If thread-safe conditions need to be met, the Collections synchronizedMap method can be used to make HashMap thread-safe, or ConcurrentHashMap can be used.
The data structure of a HashMap: Inside is an array in which each element is an instance of Entry and contains four attributes: key, value, hash, and next to point to the next element in the one-way list.
Common parameters:
- Capacity: Indicates the capacity of the current array. The default value is 16. It can be expanded twice
- LoadFactor: loadFactor. The default value is 0.75
- Threshold: indicates the capacity expansion threshold. The value is capacity x loadFactor
When a HashMap queries data, it can directly find the index of the array where the data resides based on the hash value. However, it takes O (n) time to traverse the entire linked list under the array to query data.
To reduce list traversal time, Java8 optimizes HashMap by changing the data structure to either data + list or array + red-black tree. After the list has more than eight elements, HashMap converts the list structure into a red-black tree structure to improve query efficiency.
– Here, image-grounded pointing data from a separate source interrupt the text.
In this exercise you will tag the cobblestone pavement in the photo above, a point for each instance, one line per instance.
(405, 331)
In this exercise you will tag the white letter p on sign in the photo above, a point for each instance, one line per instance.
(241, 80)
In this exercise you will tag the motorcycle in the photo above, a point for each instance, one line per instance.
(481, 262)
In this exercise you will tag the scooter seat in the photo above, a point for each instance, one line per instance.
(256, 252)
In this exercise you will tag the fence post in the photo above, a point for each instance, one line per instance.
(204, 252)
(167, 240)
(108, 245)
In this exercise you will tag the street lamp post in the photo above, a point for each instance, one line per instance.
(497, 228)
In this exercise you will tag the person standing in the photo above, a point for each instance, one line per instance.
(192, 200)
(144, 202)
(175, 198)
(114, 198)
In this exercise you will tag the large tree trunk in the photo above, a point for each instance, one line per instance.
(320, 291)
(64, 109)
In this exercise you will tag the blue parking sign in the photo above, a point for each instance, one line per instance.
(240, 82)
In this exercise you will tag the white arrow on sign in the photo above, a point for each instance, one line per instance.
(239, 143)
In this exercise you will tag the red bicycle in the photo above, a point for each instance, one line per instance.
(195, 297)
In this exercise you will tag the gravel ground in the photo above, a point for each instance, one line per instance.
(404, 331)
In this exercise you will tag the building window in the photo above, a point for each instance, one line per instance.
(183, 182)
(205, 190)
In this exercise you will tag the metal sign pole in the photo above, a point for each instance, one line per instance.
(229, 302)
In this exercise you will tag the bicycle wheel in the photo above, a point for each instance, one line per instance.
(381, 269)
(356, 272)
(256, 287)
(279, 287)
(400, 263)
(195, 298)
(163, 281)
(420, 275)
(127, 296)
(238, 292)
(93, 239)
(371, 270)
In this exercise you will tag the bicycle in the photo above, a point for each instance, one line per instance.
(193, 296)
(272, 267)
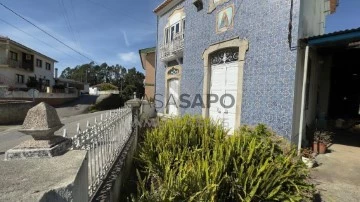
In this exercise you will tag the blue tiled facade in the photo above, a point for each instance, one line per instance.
(270, 64)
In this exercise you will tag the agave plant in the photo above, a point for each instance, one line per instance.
(193, 159)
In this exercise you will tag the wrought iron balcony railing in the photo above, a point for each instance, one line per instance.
(173, 49)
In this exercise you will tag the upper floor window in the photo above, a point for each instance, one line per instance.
(174, 30)
(38, 63)
(48, 66)
(13, 56)
(20, 78)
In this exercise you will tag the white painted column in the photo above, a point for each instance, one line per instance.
(303, 97)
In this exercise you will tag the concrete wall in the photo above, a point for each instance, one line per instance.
(58, 179)
(116, 180)
(312, 17)
(270, 64)
(14, 112)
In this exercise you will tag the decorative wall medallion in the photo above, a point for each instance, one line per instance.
(225, 56)
(225, 19)
(214, 3)
(173, 71)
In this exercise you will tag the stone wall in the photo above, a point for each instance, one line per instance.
(59, 179)
(14, 111)
(111, 190)
(270, 63)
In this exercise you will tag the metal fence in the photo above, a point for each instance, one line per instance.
(104, 140)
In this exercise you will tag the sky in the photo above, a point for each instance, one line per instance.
(110, 31)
ConcurrentHashMap: segmented lock implementation, thread-safe
The concurrencyLevel parameter indicates the parallelism level. The default value is 16, in which a maximum of 16 threads can concurrently execute writes. This value can be set during initialization and cannot be changed after initialization.
HashTable: Thread safety
Thread-safe, but only one thread can perform writes at a time, which is less concurrency than ConcurrentHashMap.
TreeMap: Implemented based on binary tree
When using a TreeMap, its key must implement the Comparable interface or using custom comparator, otherwise it will throw the Java. Lang. ClassCastException.
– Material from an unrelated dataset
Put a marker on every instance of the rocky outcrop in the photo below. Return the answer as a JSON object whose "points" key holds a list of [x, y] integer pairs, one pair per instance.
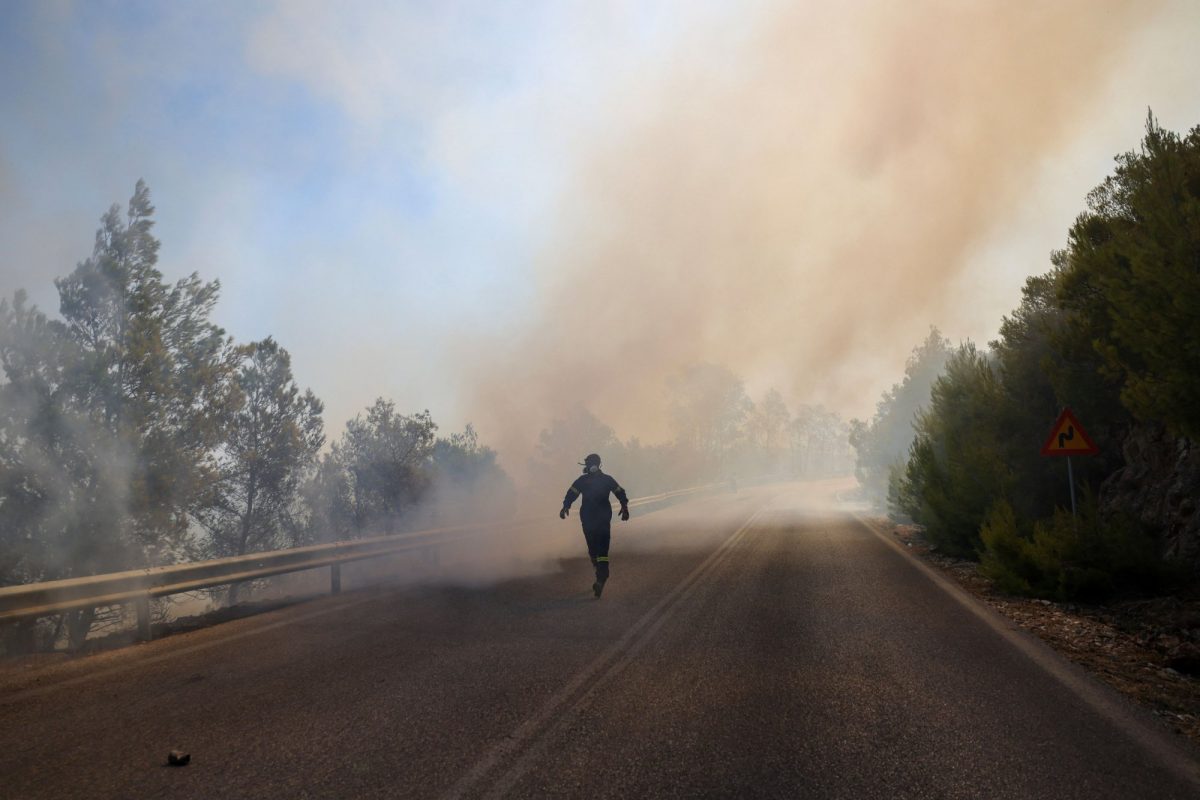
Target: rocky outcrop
{"points": [[1161, 486]]}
LinkedListHashMap: Use a linked list to hold the insertion order
Anomaly classification and handling
In Java, Throwable is the parent class of all errors or exceptions, and Throwable can be divided into Error and Exception.
Error refers to the Java operation Error. If the program is started with Error, the startup fails. If the program is run with Error, the process exits safely. Error is usually caused by internal system errors or resource exhaustion. The system cannot process errors dynamically at runtime. What it can do is to record the cause of errors and exit safely.
An Exception is a Java runtime Exception. An unexpected event occurs during the execution of a program and can be handled by the Java Exception handling mechanism. Exception is divided into RuntimeException (RuntimeException) and CheckedException (check Exception)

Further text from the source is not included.